Citing The Violence Project: How to Stop a Mass Shooting Epidemic, Yarbrough alludes to “mental health concerns such as depression, anxiety, and paranoia” on the part of Farook. He engaged in “workplace disputes” so the attack was “both a terrorist act and a workplace shooting.” As the author notes, some months earlier – it was actually in May, 2015 – Farook’s co-workers held a baby shower for the couple’s newborn daughter. Co-workers also said Farook was a “typical” employee who did not stand out in any way.
The notion that this was a workplace shooting recalls “soldier of Allah” Nidal Hasan’s murder of 13 soldiers at Ford Hood on November 5, 2009, which Obama branded as “workplace violence,” not terrorism or even “gun violence.” The composite character, formerly known as Barry Soetoro, later changed it to terrorism but Yarborough didn’t get the memo.
He profiles Syed Farook, as “a devout Muslim” who “fantasized about committing violence of his own, inspired by terrorist groups that claimed they fought on behalf of Islam.” The much-maligned father told reporters that Syed supported ISIS ideology and was “fixated on Israel.” He read al Qaeda magazines with instructions about building radio-controlled pipe bombs. Farook and Muslim convert Enrique Marquez talked about tossing bombs into the library at Riverside City College, or onto the 91 freeway, all designed to maximize the number of casualties.
Yarbrough cites testimony from then-FBI director James Comey that Farook and Malik were “speaking about jihad and martyrdom before they became engaged.” Marquez procured semi-automatic rifles for the pair and Farook’s mother, Rafia, shredded “attack plans” the terrorists had drawn up. Despite the careful planning and dedication to jihadism, Yarbrough concludes: ‘Childhood trauma. Online radicalization. Problems at work. None of these, alone or together, fully explains why Farook and his wife committed mass murder.” Like Kamala Harris, Yarbrough missed other possibilities.
Syed Farook and Tashfeen Malik shot dead Robert Adams, Isaac Amianos, Bennetta Betbadal, Harry Bowman, Sierra Clayborn, Juan Espinoza, Aurora Godoy, Shannon Johnson, Larry Daniel Kaufman, Damien Meins, Tin Nguyen, Nicholas Thalasinos, Yvette Velasco, and Michael Wetzel. The murder victims included blacks, Hispanics, and Asians, which opens the possibility of racism or hate crime. Victim Nicholas Thalasinos was a Jew, but Yarbrough does not raise anti-Semitism as a possible motive. Racism and Jew-hate surely played into the mass murder, but the primary motive should be obvious to all but the willfully blind.

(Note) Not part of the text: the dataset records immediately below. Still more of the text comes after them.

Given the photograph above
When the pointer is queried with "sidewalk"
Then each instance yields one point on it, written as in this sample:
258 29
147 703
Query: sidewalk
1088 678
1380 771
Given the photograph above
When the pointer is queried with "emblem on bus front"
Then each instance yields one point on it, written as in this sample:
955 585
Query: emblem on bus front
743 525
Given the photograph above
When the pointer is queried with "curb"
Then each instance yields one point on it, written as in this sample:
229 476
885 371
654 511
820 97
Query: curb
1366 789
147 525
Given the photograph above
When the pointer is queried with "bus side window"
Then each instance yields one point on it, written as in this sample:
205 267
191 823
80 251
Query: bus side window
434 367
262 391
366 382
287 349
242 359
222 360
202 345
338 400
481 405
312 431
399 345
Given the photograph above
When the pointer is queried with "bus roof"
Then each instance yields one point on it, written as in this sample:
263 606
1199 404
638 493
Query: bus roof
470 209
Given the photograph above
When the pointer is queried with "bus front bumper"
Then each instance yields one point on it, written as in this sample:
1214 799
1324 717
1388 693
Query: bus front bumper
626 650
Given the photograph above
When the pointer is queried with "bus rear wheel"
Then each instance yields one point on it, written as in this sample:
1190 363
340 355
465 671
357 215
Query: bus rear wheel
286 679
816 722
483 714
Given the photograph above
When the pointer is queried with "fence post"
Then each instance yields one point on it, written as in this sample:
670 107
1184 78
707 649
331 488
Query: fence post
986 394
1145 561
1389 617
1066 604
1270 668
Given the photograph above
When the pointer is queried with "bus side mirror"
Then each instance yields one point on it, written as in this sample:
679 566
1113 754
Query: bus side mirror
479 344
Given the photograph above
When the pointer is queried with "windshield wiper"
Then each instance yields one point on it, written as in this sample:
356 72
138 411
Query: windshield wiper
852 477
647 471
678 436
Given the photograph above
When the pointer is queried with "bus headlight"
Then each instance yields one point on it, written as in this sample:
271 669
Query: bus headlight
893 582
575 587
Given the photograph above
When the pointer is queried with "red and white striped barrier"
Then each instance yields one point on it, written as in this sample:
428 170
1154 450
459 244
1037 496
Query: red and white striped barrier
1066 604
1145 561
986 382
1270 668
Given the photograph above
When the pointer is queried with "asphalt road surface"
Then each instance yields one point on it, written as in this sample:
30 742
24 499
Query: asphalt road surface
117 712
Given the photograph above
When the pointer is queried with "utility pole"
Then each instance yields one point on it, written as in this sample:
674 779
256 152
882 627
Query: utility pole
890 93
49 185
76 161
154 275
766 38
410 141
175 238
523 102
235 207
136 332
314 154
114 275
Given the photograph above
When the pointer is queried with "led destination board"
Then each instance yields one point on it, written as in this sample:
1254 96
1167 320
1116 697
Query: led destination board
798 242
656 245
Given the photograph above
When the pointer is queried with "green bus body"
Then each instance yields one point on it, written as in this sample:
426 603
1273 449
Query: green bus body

Syed Farook and Tashfeen Malik were Islamic jihadists aiming to kill as many non-Muslims as possible. Less than a year later, on June 12, 2016, jihadist Omar Mateen gunned down 49 and wounded more than 50 in Orlando. Nine years after Orlando, 12 years after the Tsarnaev brothers bombed the Boston Marathon, and 16 years after Fort Hood, Beau Yarbrough parrots the jihad denial on display after all those attacks. When it comes to San Bernardino he’s not alone.
In 2016, one year after the attack, ABC News reported, “authorities believe the terrorist attack on Dec. 2, 2015, in San Bernardino may have been triggered by a mandatory employee training session and lunch replete with holiday decorations, including a Christmas tree, that shooter Syed Farook was forced to attend.” So partly to blame were the employees, soon to be slain by the terrorists.
Remember the San Bernardino 14, the murder victims Kamala Harris and the composite character want you to forget In 2025 moving forward, the struggle against jihad denial is the struggle of memory against forgetting.